El vecino del departamento de enfrente, cuyo nombre nunca me aprendí, se me volvió un misterio a los pocos días de haberme cambiado a ese edificio de los años cuarenta. Me saludaba cordial por mi nombre. Nos topábamos a menudo saliendo ambos o uno entrando y otro de salida. Un hombre calvo de no mucha edad, pero no puedo confiar en mis cálculos pues a menudo me equivoco, para bien o para mal. Nunca lo vi de traje en los diez años; usaba chamarras amplias y pantalones de algodón claros. Cargaba a veces una mochila que podía ser de deportes. De ser delgado y alto, lo era.
Yo trabajaba todo el día en mi casa-oficina o viajando para dar cursos de literatura. Era obvio que el vecino no trabajaba. Nunca mantuve una conversación detenida con él. Algo me inducía a no preguntarle nada. Supuse primero que ya estaba jubilado. Supe que era dueño de su departamento porque tenía derecho a asistir a las juntas de los propietarios condóminos.
No puedo afirmar que fuera una persona honorable pues no tengo los datos para afirmarlo. Es más, una de mis suposiciones era que había hecho un fraude, un robo considerable, o que había narcotraficado. Una vez con una suma suficiente, se retiró de todo, compró su departamento y un Volkswagen de colección, blanco y descapotable, que mantenía en buen estado.
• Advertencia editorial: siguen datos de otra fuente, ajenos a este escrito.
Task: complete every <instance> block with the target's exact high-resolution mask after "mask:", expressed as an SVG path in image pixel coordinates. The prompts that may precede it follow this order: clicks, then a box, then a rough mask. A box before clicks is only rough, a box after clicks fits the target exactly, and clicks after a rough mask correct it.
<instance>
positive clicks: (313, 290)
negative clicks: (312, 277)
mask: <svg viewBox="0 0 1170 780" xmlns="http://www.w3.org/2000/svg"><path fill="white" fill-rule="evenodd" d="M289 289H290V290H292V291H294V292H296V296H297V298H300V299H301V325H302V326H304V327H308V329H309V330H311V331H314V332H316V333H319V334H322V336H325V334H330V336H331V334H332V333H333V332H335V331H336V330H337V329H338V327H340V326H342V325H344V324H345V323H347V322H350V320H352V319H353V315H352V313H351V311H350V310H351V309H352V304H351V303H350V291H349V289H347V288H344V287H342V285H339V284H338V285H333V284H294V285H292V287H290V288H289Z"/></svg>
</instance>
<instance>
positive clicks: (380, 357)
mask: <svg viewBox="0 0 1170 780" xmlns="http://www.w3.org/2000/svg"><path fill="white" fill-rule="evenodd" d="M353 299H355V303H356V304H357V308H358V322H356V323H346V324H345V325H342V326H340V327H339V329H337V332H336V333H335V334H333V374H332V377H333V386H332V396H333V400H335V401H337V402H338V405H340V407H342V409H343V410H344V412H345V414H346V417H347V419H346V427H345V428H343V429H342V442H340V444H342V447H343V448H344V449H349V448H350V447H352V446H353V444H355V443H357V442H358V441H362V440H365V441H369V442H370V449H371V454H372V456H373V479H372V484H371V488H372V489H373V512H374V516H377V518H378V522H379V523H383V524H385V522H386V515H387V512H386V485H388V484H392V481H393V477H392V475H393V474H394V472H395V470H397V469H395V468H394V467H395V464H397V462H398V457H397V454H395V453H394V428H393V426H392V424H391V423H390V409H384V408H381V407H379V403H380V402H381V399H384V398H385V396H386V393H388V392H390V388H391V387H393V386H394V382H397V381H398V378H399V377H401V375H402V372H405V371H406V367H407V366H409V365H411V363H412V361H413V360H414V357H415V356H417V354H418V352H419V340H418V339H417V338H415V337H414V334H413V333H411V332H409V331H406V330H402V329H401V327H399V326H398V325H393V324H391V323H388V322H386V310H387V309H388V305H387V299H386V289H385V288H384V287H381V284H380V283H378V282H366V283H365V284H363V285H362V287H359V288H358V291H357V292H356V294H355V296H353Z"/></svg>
Pensé que era divorciado, pero no vi que lo visitaran hijos ni mujeres de tipo maternal. Incluso, ningún familiar vi que tocara a su puerta. Sólo en una ocasión lo vi entrar con una mujer en su departamento, y música como la de los Rolling Stones o de Chicago retumbaba hasta mi departamento.
En fin, durante esos diez años siempre tenía yo alguna duda, alguna suposición. Una vez, lo vi salir con camisa de franela a cuadros naranjas y amarillos y sombrero tejano color miel. Tal vez iba a alguna exposición de caballos o de toros cebúes, donde habría competencias. Lo que era seguro es que el vecino no concursaría ni compraría animal alguno.
Seguido nos hacíamos invitaciones para tomar un café en su casa o en la mía, pero ambos sabíamos que nunca lo íbamos a hacer. Le regalé un libro de cuentos escritos por mí, mas nunca me dio una opinión. Lo que más me llamaba la atención eran sus manos, llenas de vellos y siempre cargando o moviendo algo. Eran demasiado grandes, como de basquetbolista.
Una noche que llegaba yo de madrugada, alcancé a verlo entrar a su departamento y sólo pude ver un trozo de chamarra verdosa antes de cerrarse la puerta. Yo tardé en abrir mi puerta, mirando la suya, idéntica a la mía. Ahí me vino una gran ternura por el hombre y de alguna manera compasión por mí mismo. Al menos él sabía que yo era escritor.
Al día siguiente, cerca del medio día, por cierto medio neblinoso, el conserje me preguntó que si me había enterado de lo que había sucedido, pero no le pregunté nada. Lo sabía. Al regresar de mis compras, vi entrar a un grupo de gente al departamento del vecino y salir cargando una camilla. Un viejo carcamán acariciaba la parte de la sábana azul que cubría la cara que podía ser del vecino o de alguna de las mujeres que lo visitaban.
Entré a mi casa, dejé las bolsas a un lado y me puse a llorar muy fuerte. Más por mí que por quien iba en la camilla. Nunca me había dolido tanto el alma.